Minnesota statutes protect whistleblowers

On Behalf of | Nov 30, 2016 | Whistleblower Protection |

Learning your employer has engaged in illegal activity, or being asked to perform illegal work tasks, is a very troubling and serious situation to find yourself in. You may want to report such activities, but may fear your employer will retaliate against you if you blow the whistle. However, Minnesota law provides workers in the state with whistleblower protection.

Per Minnesota Statutes section 181.932, it is illegal for employers to retaliate against workers by firing, disciplining, threatening, penalizing or discriminating against them, if the worker has in good faith reported what he or she believes to be his or her employer’s violation of federal or state law or rules, to a governmental body. This rule also applies if the worker is asked by a public office to take part in an official inquiry, hearing or investigation. In addition, it applies if the worker refuses to obey his or her employer’s orders if he or she has an objective basis to believe that doing so would be illegal.
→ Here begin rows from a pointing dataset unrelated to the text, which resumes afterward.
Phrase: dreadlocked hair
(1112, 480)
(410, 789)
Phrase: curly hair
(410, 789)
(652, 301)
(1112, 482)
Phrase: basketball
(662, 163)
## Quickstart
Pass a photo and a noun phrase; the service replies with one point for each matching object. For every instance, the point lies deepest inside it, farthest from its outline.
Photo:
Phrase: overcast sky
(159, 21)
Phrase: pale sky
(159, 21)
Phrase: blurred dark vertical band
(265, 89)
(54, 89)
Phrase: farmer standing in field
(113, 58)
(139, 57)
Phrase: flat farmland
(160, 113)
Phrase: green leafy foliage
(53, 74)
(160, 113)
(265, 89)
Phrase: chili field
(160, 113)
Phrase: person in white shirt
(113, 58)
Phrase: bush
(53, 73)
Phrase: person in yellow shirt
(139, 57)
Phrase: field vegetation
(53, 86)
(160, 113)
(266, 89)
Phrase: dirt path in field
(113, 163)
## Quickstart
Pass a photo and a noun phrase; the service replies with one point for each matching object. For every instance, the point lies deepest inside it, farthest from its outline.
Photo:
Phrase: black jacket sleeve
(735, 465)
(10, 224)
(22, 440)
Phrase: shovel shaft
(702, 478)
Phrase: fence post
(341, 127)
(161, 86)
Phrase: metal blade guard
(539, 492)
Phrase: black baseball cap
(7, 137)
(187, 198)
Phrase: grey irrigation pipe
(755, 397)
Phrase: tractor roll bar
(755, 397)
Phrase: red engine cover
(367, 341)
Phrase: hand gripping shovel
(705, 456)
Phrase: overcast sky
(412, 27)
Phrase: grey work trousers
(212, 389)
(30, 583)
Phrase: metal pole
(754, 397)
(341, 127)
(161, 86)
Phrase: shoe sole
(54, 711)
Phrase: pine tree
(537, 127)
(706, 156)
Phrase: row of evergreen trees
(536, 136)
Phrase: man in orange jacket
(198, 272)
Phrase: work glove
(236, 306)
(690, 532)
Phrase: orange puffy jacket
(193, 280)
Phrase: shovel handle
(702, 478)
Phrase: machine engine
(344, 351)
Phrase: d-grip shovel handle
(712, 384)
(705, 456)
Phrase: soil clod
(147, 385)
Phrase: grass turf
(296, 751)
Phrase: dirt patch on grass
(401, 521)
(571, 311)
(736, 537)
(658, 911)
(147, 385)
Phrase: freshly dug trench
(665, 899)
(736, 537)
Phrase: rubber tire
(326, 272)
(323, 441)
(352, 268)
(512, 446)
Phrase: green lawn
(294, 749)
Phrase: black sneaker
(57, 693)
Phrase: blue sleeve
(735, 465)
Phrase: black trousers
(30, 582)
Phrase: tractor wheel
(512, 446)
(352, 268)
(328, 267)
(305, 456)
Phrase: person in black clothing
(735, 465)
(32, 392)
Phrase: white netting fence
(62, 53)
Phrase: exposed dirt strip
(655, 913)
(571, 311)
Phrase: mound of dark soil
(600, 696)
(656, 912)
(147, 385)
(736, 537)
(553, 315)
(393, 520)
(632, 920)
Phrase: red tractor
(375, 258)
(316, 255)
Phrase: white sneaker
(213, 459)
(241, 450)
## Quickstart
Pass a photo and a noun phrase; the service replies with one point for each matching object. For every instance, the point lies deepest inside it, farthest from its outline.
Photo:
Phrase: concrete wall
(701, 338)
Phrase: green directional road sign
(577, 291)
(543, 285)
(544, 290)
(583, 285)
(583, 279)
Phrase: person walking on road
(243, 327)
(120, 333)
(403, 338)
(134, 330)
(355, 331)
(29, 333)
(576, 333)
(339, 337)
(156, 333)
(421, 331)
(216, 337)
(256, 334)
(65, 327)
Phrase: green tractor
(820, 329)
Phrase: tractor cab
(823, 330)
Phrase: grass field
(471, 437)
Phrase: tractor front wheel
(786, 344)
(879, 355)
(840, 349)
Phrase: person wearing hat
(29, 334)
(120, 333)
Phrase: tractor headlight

Moreover, if the worker makes such a reporting to a governmental body, that worker’s identity may remain anonymous. Anonymity applies if the worker would not have reported such information without first being assured that his or her identity would remain secret, due to concerns of employer retaliation, or if the governmental body reasonably believes the worker would not have provided that information otherwise, due to fear of retaliation.

These laws are important not only to protect workers from illegal employer retaliation, but also to ensure that the appropriate agencies are informed when an employer is breaking the law. Often, employee tip-offs are the only means an agency has to discover this information. Therefore, workers who do so have the law at their side, and should their rights be violated, have the right to explore whether legal action is a possibility.